Abolir l’homophobie aujourd’hui, c’est reconnaître ses droits à une catégorie de citoyens minoritaires qui n’ont pas moins le droit d’être traités égalitairement avec leurs concitoyens. C’est leur droit absolu, reconnu d’ailleurs par l’islam ; le leur refuser, c’est violer éhontément la religion.
L’article 230, reliquat du protectorat
Une telle cause doit être nationale, car on voit bien à quel point atteint l’irresponsabilité chez certains des leaders d’opinion, usant de faux et de désinformation pour manipuler les esprits, empêcher ce qui est inéluctable : la démocratisation de la Tunisie.
Et elle passe par le vivre-ensemble qui est l’acceptation du différent absolu qu’est l’homosensuel.
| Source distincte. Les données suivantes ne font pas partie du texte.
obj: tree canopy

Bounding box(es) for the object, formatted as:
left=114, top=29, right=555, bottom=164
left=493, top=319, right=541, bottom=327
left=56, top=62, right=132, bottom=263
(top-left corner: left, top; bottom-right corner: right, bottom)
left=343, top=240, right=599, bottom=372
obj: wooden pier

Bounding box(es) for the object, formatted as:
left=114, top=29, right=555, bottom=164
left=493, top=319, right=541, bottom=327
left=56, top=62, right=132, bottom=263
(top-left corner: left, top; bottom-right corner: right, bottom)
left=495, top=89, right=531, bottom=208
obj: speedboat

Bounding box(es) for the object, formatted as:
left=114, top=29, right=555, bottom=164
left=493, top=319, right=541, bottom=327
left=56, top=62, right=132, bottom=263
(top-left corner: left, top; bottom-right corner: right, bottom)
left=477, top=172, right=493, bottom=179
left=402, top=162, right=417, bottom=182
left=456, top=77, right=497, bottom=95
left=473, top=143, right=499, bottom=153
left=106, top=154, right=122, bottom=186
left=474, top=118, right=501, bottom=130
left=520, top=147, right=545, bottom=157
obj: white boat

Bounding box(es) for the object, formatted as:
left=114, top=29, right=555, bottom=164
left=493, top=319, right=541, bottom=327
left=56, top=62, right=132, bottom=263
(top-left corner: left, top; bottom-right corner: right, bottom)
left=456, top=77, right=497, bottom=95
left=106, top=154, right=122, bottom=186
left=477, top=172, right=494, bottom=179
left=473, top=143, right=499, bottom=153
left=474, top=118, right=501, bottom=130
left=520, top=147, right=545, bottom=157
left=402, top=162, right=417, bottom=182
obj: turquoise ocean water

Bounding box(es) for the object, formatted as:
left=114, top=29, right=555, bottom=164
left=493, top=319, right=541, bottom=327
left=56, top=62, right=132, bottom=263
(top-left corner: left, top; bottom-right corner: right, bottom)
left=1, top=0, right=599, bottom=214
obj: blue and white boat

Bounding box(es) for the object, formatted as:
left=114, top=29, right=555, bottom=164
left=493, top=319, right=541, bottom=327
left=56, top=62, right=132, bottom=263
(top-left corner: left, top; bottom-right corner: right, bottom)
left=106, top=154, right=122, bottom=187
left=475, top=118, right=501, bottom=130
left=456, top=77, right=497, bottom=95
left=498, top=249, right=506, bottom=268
C’est d’autant plus urgent que les démocrates se montrent timorés, n’osant même pas parler, s’alignant de fait sur les attitudes les plus rétrogrades.
L’article 230 est une manifestation flagrante de législation honnie, ne datant pas seulement du temps de la dictature, mais aussi du protectorat, le colonisateur ayant eu un article similaire hérité du temps de Vichy. Ainsi, la France n’a aboli qu’en 1982 l’homophobie que nous continuons à honorer bien qu’étrangère à nos moeurs et contraire à l’éthique islamique.
L’homophobie est de tradition judéo-chrétienne
La légitimité de l’homosensualité en islam a déjà été démontrée,** l’islam ne prohibant en rien cette pratique minoritaire des rapports entre gens de même sexe.***
Que ceux qui croient au mythe de l’homophobie de l’islam nous apportent donc une seule prescription du Coran ou un seul hadith de la Sunna authentique et authentifiée, celle de Boukhari ou de Mouselm interdisant l’homosensualité !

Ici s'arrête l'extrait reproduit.